Tim Richards, chairman of the BFI and CEO of European cinema giant Vue Cinemas, kicked off proceedings with a rousing rally for movie theaters. “We’re back with a vengeance,” declared Richards. “The pandemic was very, very difficult, but the industry has survived and audiences are back, and at times, in record numbers.”
However, the affable Canadian executive, who will mark two years as chairman in February, also highlighted challenges for exhibition, such as the fact that 37% fewer movies are being released in 2022 than in 2019, as well as the 30% dip in box office. “Now, that’s not because of audiences; it’s because we desperately need movies,” said Richards, “and we need smaller films — those smaller British films and independent films.”
Also banging the drum for indie film was actor and self-described “BFI baby” Tilda Swinton, who — dressed head to toe in Chanel — said: “Years before the fashion of filling in forms to apply for funding by describing the many ways you were sure that your film would be a commercial success, it was the BFI who gave to film artists eager to experiment and push the form and grow new cinema audiences, support. Not for a specific, calculatable, profit-generating project, but for the development of that artist’s nascent and singular voice over several years.”
Swinton chaired the Filmmaker Awards jury, which also included British Vogue editor-in-chief Edward Enninful, Le Cinéma Club founder Marie-Louise Khondji and BFI CEO Ben Roberts. The latter joined Swinton on stage to present trophies and cash prizes to four up-and-coming filmmakers.
The award recipients, whittled down from a shortlist of seven, were artist, director and “Queen of Glory” producer Baff Akoto; Kathryn Ferguson, director and co-writer of Sinead O’Connor documentary “Nothing Compares”; Sam Firth, director and producer of “The Wolf Suit”; and Erfan Saadati, director and producer of VR docu-drama “Child of Empire.” Each also took home a £20,000 ($22,100) prize.
According to the award producers, the quartet were selected for their “creative audacity and their ambition to explore a new dynamic to their practice.” The awards are aimed at underrepresented voices in the industry.
Akoto, a former TV director for the BBC and Channel 4, told Variety that a desire to take an auteur path and work with different mediums and forms of moving image are “what led me to pivot away from TV into developing my own material and working with different forms like VR and AR and ultimately making art and gallery pieces.” He is currently developing his next feature film, “Etta and Lotus.”
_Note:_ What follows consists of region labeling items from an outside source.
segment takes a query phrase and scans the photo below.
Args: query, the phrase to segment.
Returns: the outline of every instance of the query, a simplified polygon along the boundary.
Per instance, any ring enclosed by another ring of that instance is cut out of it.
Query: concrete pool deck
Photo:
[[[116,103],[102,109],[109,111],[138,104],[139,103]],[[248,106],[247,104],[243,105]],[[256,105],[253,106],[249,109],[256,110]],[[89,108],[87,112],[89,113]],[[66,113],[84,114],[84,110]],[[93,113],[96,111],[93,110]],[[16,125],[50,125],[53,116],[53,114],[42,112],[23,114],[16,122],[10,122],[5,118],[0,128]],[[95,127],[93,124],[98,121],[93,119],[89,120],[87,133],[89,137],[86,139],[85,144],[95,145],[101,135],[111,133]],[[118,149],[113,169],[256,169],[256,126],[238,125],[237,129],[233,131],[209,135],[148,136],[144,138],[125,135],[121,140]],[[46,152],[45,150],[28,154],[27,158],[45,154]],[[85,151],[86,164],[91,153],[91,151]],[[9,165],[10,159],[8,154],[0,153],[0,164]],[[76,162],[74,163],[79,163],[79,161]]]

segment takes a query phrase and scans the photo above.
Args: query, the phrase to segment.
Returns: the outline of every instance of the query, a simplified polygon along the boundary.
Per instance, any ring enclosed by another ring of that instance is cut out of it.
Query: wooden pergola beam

Ferguson, meanwhile, premiered her first feature-length project “Nothing Compares” at Sundance in January. The film was acquired by cabler Showtime, where it will soon air. The filmmaker grew up in northern Ireland in the 1980s and ’90s, and became a “huge fan” of O’Connor’s as a teenager. “I became demoralized when I saw how she was treated when she spoke out. This made a huge dent on me as a young Irish teenager. This was a story I carried with me for many decades.”
“The Wolf Suit” helmer Firth, whose documentary aims to unpack conflicting accounts of her parents’ breakup, says everything she does is “really personal.”
“I use my own experiences,” says Frith, who lives in the highlands. “I’m interested in how we create stories and construct our sense of self through stories.”
Elsewhere, Saadati’s VR project focused on the partition of India in 1947, which created Pakistan. The Iranian-Romanian filmmaker, who describes himself as a multi-disciplinary artist, says the project unites “two survivors, one from each side of the border, taken back to their journey.”
What does “creative audacity,” the theme of the awards, mean to Saadati? “To me, every story that is going to be received has to have a piece of you, so being honest, not just with audience, but with the film — putting yourself out there takes a lot of courage,” he says.
The gala was followed by a lively fundraising auction for the BFI, as well as a live, two-minute performance by Pulp frontman Jarvis Cocker and his band. The event, which sent guests home with Chanel gift bags, was an ideal — and hopefully annual — harbinger for the London Film Festival, which is set to enjoy one of its strongest editions in recent years.
K.J. Yossman contributed to this report.